Questions de la juge à Simon : 

 Métier d’artificier : Simon, spécialiste en feux d’artifice, est interrogé sur son métier et ses essais individuels, soulignant leur caractère artisanal. La juge explore le RDV anticipé avec F en février et énumère les éléments saisis lors des perquisitions, dont des équipements pyrotechniques. Simon informe sur son passage à Paulnay, soulignant la nature amicale de sa visite, survenue dans une période difficile de sa vie, marquée par des problèmes conjugaux et un burnout.

 La juge interroge Simon sur le contexte des retrouvailles en amont de son passage à Paulnay. Il mentionne que F, avec qui il s’était réuni en décembre, était potentiellement fiché S et sous surveillance après son retour du Rojava. Simon précise qu’ils ne s’étaient pas vus depuis au moins deux ans avant le départ de F vers le Rojava. La rencontre de février visait à renouer des liens amicaux dans un contexte personnel complexe pour Simon.

 La juge interroge Simon sur la connexion entre son expertise des explosifs et celle de Flo. Simon explique que ces discussions étaient anodines, centrées sur son intérêt pour les effets pyrotechniques. La découverte d’un explosif de guerre aurait pu lui permettre de découvrir de nouveaux effets, intéressants par exemple pour de la reconstitution, des films de guerre… Durant leur rencontre à Paulnay, Simon a apporté son équipement d’artificier de base, sans connaître les éléments que F allait fournir, et ils ont saisi l’occasion pour expérimenter, un matin.

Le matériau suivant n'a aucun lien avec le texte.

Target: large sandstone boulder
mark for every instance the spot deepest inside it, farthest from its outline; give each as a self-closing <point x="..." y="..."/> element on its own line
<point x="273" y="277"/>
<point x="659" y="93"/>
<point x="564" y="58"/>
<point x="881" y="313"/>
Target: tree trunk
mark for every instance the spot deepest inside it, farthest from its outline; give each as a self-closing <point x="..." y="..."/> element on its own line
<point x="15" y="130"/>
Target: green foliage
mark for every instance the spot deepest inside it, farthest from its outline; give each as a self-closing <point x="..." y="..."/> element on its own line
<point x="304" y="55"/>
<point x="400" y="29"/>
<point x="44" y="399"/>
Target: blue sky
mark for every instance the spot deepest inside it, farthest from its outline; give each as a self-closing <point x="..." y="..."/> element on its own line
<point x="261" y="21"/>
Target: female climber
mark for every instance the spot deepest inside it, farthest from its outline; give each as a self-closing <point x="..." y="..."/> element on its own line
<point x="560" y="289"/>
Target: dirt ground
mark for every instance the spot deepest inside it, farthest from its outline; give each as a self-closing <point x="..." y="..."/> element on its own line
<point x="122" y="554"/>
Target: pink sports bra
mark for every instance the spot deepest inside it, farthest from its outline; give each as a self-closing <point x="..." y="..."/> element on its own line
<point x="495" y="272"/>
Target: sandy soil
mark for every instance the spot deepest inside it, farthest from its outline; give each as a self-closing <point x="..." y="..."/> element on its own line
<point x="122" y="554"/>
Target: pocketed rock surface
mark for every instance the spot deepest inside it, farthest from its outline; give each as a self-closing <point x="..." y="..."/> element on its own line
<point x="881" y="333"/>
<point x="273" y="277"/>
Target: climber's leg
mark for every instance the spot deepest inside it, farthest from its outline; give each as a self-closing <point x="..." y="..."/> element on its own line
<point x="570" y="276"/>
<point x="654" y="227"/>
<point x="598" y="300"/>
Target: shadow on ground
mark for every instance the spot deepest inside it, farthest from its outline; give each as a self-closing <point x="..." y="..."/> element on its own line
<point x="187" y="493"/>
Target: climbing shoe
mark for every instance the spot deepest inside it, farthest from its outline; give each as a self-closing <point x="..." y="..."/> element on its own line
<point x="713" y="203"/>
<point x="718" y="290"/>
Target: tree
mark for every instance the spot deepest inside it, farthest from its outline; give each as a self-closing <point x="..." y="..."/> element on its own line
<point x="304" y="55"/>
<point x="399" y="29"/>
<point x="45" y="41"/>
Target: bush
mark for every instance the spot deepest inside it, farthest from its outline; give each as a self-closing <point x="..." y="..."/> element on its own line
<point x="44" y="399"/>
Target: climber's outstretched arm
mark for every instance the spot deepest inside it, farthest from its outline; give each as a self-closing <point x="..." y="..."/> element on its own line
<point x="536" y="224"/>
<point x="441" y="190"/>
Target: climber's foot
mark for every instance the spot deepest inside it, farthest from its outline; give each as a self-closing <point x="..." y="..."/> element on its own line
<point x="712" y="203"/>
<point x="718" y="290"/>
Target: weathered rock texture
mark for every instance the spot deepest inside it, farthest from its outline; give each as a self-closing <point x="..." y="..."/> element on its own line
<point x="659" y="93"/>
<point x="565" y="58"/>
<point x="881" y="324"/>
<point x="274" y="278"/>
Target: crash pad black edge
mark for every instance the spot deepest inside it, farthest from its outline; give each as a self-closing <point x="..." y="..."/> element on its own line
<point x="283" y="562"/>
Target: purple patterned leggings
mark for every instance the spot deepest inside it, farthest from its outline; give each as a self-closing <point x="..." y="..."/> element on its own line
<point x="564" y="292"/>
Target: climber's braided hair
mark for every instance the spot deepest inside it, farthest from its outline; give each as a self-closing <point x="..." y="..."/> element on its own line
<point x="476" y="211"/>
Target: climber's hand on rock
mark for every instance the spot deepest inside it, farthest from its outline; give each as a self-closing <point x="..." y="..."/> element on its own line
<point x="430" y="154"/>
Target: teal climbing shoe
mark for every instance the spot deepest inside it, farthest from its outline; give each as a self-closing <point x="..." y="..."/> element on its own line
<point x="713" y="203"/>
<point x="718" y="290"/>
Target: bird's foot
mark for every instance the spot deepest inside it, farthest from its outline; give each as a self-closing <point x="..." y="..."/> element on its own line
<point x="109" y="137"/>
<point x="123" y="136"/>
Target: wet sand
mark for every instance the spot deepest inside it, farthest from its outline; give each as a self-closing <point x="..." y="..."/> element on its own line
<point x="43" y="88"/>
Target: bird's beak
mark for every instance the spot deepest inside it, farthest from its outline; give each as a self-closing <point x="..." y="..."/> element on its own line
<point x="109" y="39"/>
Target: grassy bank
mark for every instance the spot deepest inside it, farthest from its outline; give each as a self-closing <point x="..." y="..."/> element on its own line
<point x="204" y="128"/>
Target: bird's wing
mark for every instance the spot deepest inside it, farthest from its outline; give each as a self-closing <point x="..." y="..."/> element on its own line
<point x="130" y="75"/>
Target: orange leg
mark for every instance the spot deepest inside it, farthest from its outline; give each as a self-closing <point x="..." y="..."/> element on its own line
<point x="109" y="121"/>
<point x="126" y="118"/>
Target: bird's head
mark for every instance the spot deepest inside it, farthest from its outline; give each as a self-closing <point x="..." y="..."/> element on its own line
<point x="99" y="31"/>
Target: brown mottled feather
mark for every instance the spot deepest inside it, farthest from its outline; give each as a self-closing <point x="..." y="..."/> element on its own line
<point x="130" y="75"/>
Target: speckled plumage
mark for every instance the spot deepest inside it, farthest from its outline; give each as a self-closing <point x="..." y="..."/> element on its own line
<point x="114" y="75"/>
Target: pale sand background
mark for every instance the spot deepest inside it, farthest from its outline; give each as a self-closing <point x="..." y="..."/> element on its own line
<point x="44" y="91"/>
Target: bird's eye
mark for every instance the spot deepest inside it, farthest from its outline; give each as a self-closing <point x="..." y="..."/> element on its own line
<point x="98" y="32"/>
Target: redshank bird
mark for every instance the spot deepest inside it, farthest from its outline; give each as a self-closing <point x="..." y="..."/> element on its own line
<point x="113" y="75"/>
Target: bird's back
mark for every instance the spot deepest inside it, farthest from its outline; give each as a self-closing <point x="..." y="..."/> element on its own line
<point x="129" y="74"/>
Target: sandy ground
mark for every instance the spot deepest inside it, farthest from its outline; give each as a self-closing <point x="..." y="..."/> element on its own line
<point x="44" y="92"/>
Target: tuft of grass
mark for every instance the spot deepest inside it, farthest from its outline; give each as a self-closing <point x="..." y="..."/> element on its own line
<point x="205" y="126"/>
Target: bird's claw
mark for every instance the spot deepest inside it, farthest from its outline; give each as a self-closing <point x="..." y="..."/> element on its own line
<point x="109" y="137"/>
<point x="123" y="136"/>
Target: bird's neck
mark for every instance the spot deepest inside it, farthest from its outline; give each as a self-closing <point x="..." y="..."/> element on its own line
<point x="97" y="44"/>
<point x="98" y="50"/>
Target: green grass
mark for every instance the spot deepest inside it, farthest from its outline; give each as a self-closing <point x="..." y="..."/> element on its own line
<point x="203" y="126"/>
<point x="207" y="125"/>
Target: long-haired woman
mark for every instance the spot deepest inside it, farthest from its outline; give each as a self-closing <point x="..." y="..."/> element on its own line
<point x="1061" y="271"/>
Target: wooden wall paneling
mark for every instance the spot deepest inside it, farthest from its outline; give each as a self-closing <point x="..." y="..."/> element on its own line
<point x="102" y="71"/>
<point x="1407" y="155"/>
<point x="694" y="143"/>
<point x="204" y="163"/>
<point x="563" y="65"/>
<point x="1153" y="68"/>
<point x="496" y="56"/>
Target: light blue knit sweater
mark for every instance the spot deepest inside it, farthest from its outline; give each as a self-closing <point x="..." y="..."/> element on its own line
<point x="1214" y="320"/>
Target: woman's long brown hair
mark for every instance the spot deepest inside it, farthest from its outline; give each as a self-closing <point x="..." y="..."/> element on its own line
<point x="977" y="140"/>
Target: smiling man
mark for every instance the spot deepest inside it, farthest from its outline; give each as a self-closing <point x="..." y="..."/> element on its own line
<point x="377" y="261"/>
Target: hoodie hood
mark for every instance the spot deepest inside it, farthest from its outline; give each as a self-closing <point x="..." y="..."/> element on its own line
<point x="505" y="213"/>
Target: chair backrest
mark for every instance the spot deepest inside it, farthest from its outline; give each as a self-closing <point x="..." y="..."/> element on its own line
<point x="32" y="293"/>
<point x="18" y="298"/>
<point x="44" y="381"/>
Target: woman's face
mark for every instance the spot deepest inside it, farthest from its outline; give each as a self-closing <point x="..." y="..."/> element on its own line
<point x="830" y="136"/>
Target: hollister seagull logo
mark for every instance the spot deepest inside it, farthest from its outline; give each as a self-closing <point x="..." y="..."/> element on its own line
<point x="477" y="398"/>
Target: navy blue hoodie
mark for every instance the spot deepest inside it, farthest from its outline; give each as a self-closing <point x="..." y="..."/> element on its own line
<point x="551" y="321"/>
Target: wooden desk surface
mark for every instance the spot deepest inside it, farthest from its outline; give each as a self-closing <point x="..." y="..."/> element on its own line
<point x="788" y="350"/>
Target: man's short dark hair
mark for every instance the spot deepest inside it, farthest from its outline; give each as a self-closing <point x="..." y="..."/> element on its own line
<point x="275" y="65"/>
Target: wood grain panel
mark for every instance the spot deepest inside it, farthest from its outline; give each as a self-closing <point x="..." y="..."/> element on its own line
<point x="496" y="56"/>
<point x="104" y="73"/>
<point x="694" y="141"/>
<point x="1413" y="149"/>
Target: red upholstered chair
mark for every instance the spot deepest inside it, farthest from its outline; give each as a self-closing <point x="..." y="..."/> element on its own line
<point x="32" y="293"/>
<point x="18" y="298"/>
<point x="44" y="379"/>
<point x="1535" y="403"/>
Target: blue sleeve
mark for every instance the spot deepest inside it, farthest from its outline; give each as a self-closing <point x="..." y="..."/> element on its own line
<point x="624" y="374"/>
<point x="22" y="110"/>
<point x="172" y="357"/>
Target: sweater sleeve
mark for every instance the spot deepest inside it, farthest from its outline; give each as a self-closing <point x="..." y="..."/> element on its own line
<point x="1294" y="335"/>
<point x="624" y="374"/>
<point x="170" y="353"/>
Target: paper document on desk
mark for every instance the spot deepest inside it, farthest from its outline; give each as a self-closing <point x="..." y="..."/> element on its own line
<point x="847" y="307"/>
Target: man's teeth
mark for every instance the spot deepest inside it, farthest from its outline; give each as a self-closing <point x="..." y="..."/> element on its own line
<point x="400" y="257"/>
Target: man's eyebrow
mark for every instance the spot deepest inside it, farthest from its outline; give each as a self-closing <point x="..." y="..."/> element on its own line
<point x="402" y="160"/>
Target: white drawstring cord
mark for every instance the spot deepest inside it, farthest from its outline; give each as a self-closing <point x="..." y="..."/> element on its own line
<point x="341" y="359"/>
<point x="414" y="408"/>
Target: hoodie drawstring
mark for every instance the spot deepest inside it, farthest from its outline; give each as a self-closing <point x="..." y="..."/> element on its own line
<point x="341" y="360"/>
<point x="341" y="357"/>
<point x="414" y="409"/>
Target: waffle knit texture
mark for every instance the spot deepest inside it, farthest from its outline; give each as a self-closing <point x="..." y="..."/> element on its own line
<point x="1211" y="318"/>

La juge poursuit en interrogeant Simon sur sa fabrication d’explosifs et les matériaux utilisés. Simon confirme qu’il fabrique des explosifs selon les demandes qu’on lui fait dans le cadre professionnel, en utilisant divers éléments tels que la poudre noire, des chandelles à gâteau, un ventilateur, de l’essence, du gasoil, un mortier ou du gaz. Il regarde beaucoup de vidéos et de tutos sur le sujet.

Ses expérimentations ont lieu en hiver au camping ou sur le terrain de sa mère lorsque les gîtes sont inoccupés, afin de ne déranger personne.

Simon explique également avoir acheté du nitrate de sodium et du potassium (perquisition), nécessaire car, paradoxalement, les artificiers ne peuvent pas acquérir de la poudre noire en armurerie avec leur certificat. La recette de fabrication de la poudre noire a été trouvée sur WikiHow.

Enfin, la juge questionne Simon sur la présence de poudre noire à Paulnay. Simon précise qu’il n’a pas fabriqué la poudre en amont, mais a apporté l’équipement nécessaire. La poudre utilisée était de la poudre d’étoile récupérée à Disneyland, provenant de feux d’artifice défectueux où les étoiles sont des retombées non brûlées.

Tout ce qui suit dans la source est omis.